Volumetric analysis can be used to detect suspicious DNS activity by identifying anomalous peaks in DNS query traffic. When traffic spikes for a given domain name, peaks for benign domains often have normal behavior immediate preceding and following the peak, whereas peaks in queries for malicious domains do not. Volumetric DNS analytics can also be used to detect DNS rebinding attacks by characterizing the difference between benign resolution of IP addresses (common usage) and malicious usage for rebinding attacks.

Focus In on the Data by Limiting the Scope of Your Analysis

While volumetric analytics are extremely effective, efficiencies can be gained by limiting the scope of the analysis. This can be done by recognizing that malicious actors primarily use DNS in one of two ways:

  1. New domains created for the attack.
  2. Existing domains hijacked for malicious activity.

Focusing on newly observed domains (NODs) enables early detection analytics that respond to the observation of a new domain, which allows for early detection of malicious domains in the absence of full knowledge about the domain. Likewise, focusing on changes to an existing domain limits the volume of data that has to be processed and enables early detection.

Using the adversarial technique of fast fluxing, an attacker quickly cycles through a large number of different IP addresses for a domain name in an attempt to avoid being blocked. Schales described two analysis techniques for fast flux detection using MapReduce and Feature Collection and Correlation Engine (FCCE) in “Scalable Analytics to Detect DNS Misuse for Establishing Stealthy Communication Channels,” which was published in the 2016 special issue of the IBM Journal of Research and Development on Cybersecurity.

Another way to reduce the volume of DNS query data is to focus on failed domain resolutions (NXDOMAIN). In that same paper, Schales described using this technique to detect domain fluxing, an adversarial technique whereby malware algorithmically computes domains for its C&C server and tries to resolve these domains until it finds a live server. Looking at the failed domain names, this technique extracts 43 features of each domain — for example, whether it is punycode-encoded, the language(s) of any dictionary words it contains, etc. Using these features, the technique calculates a weighted confidence score to measure the liklihood that the domain belongs to a malicious domain cluster.

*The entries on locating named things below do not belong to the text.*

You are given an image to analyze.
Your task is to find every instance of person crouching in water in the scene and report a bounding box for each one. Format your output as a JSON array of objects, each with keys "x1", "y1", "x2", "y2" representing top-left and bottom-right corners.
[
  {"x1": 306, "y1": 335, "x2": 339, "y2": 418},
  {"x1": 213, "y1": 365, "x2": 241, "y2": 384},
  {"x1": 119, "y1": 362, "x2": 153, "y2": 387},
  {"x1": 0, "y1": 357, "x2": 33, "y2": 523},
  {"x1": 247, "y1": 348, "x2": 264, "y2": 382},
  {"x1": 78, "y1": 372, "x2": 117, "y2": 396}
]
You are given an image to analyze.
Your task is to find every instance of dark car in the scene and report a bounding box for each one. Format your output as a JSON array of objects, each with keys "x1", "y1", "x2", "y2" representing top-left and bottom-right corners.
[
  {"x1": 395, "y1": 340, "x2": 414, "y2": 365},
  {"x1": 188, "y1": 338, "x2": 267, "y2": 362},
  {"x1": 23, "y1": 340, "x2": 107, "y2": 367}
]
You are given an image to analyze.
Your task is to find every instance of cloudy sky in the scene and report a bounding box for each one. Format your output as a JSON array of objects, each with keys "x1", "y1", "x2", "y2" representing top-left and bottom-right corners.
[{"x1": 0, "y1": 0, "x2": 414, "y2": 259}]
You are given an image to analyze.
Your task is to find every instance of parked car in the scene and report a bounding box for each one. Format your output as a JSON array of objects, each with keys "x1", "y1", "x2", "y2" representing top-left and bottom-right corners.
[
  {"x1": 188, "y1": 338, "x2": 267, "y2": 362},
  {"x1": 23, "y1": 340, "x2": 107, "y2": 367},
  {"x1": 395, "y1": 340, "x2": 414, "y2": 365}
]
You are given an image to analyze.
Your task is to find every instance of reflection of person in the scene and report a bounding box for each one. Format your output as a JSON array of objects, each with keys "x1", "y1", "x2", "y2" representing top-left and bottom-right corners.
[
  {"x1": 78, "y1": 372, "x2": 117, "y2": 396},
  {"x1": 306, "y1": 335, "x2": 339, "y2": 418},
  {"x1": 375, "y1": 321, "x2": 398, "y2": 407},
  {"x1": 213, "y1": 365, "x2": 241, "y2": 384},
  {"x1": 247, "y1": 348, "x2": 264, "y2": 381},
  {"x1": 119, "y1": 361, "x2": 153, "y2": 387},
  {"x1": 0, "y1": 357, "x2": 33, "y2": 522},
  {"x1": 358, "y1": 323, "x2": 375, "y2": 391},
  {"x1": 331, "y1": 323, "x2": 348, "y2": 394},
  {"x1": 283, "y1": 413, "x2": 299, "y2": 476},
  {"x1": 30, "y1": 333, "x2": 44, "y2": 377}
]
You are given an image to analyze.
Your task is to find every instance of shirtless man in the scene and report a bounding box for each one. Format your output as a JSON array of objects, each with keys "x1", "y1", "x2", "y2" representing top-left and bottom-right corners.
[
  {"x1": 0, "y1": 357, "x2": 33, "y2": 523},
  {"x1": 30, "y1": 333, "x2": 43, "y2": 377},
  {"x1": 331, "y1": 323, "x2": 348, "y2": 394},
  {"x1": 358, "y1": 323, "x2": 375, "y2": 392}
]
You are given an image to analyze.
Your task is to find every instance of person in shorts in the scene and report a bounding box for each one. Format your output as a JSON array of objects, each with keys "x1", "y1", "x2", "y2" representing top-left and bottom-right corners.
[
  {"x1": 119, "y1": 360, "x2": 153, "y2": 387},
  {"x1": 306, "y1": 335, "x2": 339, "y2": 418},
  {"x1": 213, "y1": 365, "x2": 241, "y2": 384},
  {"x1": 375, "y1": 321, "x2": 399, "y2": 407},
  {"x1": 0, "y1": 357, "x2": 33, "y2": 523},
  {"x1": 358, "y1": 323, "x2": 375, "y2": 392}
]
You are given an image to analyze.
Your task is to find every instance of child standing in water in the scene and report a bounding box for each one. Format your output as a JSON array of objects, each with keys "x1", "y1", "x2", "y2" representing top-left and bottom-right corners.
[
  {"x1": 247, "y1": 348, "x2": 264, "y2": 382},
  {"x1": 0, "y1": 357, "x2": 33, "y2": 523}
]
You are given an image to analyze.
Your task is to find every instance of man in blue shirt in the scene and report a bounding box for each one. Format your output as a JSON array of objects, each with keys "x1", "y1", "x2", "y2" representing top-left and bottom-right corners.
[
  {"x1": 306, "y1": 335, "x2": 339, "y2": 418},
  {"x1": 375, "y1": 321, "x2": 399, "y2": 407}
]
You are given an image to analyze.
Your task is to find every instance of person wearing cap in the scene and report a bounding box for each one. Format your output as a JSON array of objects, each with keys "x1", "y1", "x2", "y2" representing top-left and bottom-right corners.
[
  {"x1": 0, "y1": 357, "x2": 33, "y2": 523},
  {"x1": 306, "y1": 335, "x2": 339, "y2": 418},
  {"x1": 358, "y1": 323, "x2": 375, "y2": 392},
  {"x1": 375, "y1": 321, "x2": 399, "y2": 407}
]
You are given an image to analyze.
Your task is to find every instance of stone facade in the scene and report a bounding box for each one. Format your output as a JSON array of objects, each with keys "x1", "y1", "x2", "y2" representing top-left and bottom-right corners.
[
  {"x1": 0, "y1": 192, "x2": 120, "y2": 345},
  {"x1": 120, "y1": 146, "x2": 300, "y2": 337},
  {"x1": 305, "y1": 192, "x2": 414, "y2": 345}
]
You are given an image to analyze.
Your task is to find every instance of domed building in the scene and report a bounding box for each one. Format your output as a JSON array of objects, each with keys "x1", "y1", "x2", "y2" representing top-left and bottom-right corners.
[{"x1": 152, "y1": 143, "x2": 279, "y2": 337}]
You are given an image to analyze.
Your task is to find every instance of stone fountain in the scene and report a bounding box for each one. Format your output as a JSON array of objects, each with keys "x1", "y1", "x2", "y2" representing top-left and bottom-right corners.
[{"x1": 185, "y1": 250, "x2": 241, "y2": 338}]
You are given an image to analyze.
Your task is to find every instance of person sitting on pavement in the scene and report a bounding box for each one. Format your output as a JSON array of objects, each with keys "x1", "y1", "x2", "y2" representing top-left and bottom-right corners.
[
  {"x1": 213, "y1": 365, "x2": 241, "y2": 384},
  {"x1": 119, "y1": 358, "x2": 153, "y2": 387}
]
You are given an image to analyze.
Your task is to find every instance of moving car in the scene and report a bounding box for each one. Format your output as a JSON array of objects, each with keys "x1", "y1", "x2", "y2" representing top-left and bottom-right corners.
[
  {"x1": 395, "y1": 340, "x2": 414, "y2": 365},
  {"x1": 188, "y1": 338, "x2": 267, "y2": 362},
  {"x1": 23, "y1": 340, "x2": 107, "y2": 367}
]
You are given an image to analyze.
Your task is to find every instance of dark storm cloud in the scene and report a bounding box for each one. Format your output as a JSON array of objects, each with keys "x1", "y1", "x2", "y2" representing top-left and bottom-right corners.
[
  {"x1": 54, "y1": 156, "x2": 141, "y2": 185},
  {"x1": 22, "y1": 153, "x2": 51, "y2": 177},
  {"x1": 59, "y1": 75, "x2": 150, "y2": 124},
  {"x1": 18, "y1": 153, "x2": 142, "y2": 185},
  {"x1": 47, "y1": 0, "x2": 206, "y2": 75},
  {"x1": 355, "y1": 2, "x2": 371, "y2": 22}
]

In many deployments, the volume of DNS queries and responses is a challenge to scale, both in the central processing unit (CPU) and memory. Attempts to perform in-depth analysis of every DNS name will simply not scale. To tackle this, we are exploring the use of sketch/streaming algorithms, which are typically approximation algorithms that operate very efficiently. We utilize these as a first-line method for identifying candidates for in-depth analysis. This, combined with a high-speed store that contains a recent history of DNS data, has proven to be highly scalable.

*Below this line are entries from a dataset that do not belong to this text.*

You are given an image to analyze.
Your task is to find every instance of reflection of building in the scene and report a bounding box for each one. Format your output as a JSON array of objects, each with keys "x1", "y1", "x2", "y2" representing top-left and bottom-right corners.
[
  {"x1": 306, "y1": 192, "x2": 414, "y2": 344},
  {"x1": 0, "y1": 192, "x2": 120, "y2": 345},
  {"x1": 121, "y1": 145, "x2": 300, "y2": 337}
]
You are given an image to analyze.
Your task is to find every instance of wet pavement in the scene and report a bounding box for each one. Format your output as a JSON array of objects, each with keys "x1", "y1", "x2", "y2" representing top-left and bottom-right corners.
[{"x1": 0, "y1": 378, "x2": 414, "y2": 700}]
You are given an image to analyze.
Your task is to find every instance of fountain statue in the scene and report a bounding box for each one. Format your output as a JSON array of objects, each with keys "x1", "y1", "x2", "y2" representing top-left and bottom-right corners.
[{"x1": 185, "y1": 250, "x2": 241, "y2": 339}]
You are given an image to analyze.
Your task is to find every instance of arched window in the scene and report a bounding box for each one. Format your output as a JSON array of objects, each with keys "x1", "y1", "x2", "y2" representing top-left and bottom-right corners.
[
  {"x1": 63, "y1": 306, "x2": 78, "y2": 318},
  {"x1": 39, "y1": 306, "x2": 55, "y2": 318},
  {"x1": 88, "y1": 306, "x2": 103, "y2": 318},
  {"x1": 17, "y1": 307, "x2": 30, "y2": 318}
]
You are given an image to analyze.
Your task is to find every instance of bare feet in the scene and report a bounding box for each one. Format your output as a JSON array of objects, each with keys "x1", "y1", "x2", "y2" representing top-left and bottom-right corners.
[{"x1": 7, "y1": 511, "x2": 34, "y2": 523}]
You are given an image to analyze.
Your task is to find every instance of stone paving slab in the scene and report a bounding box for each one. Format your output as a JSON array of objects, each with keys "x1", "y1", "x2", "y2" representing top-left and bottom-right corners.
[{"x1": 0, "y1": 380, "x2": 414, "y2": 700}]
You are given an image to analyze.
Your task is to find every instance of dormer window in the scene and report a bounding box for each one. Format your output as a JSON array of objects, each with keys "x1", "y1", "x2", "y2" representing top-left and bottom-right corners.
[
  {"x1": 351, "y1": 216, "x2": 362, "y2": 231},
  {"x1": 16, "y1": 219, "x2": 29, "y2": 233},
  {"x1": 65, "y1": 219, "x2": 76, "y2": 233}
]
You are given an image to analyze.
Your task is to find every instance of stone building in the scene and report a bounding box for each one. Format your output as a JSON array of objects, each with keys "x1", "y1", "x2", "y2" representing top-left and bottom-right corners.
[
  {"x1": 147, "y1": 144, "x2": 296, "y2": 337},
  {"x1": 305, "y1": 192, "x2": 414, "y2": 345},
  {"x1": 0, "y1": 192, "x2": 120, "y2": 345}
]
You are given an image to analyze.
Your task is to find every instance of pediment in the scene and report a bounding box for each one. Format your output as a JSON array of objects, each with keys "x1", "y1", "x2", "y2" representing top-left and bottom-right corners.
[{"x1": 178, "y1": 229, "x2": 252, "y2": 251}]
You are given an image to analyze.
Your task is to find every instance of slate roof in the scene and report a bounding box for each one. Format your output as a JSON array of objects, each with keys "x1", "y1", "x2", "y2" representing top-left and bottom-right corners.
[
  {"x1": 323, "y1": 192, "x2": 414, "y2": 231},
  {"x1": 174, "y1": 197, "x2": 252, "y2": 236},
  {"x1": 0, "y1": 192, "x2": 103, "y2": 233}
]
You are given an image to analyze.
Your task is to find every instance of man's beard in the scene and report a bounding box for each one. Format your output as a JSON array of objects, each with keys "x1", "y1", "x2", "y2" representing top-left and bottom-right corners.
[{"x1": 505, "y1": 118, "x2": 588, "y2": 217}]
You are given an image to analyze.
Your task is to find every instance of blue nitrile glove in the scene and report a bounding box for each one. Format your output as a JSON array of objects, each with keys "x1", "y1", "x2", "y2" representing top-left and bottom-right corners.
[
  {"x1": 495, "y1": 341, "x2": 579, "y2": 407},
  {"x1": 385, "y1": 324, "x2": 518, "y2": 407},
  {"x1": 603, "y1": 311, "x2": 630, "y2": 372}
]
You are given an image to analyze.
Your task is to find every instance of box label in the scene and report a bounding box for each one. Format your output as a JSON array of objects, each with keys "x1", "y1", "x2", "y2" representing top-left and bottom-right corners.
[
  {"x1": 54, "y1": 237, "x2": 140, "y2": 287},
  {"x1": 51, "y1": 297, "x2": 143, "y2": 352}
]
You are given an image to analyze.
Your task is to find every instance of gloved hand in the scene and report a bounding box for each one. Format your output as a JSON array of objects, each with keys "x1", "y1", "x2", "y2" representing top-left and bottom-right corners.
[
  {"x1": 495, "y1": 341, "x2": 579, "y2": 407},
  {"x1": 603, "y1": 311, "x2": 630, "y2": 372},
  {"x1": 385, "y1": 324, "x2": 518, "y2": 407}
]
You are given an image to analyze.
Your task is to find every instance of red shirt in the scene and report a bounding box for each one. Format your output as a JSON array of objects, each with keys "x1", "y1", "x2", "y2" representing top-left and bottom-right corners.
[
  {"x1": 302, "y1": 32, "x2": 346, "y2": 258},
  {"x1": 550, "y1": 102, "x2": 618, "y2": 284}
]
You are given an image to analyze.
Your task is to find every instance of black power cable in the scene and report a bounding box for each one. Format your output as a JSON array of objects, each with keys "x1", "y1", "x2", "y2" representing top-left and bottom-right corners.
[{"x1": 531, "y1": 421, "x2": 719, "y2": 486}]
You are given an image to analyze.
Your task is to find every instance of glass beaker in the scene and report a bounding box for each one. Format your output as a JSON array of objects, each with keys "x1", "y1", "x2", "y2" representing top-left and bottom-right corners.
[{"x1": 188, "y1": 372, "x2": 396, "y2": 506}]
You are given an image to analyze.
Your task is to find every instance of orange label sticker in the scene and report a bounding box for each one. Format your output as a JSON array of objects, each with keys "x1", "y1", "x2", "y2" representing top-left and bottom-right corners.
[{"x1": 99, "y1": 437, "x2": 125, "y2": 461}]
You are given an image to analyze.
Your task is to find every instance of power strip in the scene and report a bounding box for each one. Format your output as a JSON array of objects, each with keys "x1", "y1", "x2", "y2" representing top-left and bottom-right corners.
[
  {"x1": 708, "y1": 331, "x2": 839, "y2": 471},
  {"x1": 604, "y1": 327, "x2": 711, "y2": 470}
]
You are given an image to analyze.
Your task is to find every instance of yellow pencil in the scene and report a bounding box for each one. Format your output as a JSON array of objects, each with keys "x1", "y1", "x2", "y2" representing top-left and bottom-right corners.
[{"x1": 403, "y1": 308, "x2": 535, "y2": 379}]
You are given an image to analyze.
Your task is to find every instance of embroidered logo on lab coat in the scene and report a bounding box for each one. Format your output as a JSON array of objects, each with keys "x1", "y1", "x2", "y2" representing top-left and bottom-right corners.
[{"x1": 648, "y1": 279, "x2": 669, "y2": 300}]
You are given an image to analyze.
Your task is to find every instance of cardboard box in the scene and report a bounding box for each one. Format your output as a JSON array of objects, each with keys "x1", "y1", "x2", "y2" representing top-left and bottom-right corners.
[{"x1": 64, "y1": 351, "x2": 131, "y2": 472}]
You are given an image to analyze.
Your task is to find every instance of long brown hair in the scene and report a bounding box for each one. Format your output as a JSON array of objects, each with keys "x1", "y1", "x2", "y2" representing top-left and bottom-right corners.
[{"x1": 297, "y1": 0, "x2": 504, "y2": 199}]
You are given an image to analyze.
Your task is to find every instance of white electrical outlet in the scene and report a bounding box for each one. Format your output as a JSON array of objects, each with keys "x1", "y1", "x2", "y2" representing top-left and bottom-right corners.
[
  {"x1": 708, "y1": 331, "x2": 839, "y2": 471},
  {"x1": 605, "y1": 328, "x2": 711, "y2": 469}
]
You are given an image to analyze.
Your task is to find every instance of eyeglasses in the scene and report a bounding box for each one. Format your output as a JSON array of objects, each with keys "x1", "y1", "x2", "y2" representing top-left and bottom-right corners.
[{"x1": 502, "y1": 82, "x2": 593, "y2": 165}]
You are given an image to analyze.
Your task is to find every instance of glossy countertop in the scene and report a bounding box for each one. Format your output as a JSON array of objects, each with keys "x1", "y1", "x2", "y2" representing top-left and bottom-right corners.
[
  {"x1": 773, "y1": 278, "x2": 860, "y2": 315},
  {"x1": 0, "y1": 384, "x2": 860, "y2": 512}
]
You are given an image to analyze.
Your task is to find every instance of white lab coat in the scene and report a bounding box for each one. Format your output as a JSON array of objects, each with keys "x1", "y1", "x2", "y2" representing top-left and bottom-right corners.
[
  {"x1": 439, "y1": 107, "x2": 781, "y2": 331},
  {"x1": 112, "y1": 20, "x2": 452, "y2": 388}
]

Get Creative to Separate the Malicious From the Benign

Each of these DNS analytics techniques advances the goal of quickly finding and eliminating threats and aiding threat analysts in making the best and fastest determinations possible using unique methods of analyzing DNS data. Predictive analysis powered by DNS analytics reduces the complexity of security operations by providing actionable threat intelligence. DNS analytics also help threat hunters to narrow down their investigations by providing more indicators. Research is ongoing in this field, so we can expect to see more interesting ways of processing the high volume of DNS data into actionable intelligence.

When MythBusters raced to find the needle in a haystack, co-host Adam Savage floated the hay over water so the needle would sink below the hay. IBM Research is approaching advanced DNS analytics in similarly novel ways to separate the malicious from the benign as efficiently as possible.